The invention also provides a method for judging whether a patient is sensitive to bortezomib or a medicament containing bortezomib, which comprises the following steps:
detecting or obtaining the expression quantity data of 97 genes of the multiple myeloma tumor patient to be detected; and classifying the 97 gene expression quantity data of the multiple myeloma tumor patient to be detected by using the multiple myeloma Bayesian classifier, wherein if the multiple myeloma tumor patient to be detected belongs to the MCL1-M-Low subtype, the multiple myeloma tumor patient to be detected is insensitive to bortezomib or the medicine containing bortezomib.
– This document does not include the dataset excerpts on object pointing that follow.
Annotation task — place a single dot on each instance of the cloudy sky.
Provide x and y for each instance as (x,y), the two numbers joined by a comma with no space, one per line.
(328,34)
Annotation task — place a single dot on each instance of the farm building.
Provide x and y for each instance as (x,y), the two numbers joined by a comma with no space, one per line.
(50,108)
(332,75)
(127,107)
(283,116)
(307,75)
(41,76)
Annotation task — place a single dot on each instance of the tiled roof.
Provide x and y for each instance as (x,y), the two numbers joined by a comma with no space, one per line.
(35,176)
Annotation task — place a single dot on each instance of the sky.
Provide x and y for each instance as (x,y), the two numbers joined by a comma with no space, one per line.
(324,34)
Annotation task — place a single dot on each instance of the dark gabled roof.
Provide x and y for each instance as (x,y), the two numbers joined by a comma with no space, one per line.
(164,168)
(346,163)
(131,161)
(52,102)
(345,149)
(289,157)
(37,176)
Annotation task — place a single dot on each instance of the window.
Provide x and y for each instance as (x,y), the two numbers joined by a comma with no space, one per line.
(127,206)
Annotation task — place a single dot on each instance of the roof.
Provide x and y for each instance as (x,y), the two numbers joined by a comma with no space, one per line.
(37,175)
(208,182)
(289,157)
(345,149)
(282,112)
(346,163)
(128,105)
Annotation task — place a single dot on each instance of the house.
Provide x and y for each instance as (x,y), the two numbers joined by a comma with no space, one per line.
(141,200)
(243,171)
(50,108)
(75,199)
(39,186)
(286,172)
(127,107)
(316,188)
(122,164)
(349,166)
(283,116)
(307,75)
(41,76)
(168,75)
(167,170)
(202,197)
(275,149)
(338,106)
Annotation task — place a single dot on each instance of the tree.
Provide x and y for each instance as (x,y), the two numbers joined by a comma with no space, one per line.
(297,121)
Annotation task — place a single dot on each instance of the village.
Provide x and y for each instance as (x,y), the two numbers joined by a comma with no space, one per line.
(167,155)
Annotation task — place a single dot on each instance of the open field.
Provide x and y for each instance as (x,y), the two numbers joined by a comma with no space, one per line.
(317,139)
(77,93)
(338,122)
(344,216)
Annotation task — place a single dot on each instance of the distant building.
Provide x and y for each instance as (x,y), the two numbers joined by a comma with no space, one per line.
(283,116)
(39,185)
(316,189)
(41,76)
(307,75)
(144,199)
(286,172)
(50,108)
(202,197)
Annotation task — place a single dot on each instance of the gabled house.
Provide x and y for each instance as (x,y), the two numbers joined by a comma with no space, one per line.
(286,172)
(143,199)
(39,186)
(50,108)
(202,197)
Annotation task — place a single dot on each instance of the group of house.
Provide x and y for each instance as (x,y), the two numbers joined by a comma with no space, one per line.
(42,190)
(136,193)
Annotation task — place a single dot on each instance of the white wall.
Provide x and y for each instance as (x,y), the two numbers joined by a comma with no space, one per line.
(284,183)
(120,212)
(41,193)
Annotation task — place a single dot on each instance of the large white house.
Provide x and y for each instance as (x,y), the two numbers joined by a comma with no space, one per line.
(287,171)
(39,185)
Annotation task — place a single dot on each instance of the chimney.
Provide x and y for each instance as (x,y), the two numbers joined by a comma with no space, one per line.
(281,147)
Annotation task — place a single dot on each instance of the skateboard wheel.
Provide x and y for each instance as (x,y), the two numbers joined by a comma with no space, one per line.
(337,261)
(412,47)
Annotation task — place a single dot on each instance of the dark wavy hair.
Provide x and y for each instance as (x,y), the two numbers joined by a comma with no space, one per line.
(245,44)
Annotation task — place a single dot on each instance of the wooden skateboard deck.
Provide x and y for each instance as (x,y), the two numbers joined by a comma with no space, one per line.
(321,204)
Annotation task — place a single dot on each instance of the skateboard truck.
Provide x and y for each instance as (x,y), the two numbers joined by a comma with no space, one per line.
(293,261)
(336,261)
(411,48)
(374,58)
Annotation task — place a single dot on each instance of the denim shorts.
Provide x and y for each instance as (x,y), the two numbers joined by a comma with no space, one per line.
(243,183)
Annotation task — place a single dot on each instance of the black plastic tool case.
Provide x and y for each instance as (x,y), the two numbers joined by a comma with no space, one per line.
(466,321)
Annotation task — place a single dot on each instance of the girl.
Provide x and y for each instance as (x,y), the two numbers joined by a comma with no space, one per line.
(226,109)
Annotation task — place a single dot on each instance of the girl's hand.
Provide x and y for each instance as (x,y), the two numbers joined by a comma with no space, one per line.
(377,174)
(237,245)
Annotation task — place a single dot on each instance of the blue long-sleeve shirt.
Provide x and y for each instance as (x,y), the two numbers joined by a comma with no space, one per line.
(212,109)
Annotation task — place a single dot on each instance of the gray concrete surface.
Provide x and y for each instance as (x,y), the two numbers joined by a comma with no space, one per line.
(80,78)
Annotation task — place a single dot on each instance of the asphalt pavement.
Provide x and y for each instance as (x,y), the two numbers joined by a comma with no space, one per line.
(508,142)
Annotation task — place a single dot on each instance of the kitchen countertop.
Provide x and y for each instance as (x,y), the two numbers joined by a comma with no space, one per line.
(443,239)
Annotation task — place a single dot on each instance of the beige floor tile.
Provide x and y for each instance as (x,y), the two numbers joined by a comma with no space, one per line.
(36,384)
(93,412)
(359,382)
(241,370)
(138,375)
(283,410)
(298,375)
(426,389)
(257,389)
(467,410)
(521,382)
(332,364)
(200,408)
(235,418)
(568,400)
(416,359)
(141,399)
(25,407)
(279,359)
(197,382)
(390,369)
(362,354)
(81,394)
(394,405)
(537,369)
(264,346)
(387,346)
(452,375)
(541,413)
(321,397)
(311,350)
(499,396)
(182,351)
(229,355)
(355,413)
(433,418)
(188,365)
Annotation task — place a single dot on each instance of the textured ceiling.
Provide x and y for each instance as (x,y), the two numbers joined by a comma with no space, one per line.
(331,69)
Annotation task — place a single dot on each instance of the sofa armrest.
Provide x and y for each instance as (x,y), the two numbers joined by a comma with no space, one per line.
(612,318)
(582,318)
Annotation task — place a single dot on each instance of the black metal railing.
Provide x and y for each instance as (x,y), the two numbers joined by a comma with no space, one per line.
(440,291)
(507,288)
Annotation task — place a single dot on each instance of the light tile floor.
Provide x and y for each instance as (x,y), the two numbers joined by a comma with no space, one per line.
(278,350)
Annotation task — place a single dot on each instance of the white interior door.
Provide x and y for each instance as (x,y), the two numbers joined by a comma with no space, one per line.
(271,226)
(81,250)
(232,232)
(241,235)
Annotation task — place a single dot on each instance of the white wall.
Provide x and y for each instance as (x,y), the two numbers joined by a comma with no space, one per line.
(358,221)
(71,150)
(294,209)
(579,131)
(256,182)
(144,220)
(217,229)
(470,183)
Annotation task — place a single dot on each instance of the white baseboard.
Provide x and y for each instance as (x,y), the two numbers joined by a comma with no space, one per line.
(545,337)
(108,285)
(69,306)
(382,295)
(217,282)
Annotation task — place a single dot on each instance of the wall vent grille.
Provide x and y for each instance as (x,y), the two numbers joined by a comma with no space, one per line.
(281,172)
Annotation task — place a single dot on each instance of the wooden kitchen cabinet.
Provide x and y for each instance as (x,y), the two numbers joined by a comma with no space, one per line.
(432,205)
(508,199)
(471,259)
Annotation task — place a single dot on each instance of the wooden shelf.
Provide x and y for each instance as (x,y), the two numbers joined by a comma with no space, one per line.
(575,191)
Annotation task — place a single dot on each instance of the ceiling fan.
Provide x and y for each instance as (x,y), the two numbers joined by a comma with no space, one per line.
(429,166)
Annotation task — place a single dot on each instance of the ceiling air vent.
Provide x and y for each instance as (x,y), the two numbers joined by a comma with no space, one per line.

The invention also provides a method for guiding the bortezomib drug administration of the multiple myeloma tumor patient to be detected, which comprises the following steps: detecting or obtaining the expression quantity data of 97 genes of the multiple myeloma tumor patient to be detected; and classifying the 97 gene expression quantity data of the multiple myeloma tumor patient to be detected by using the multiple myeloma Bayesian classifier, and treating with bortezomib or a bortezomib-containing medicament if the multiple myeloma tumor patient to be detected belongs to MCL1-M-High subtype.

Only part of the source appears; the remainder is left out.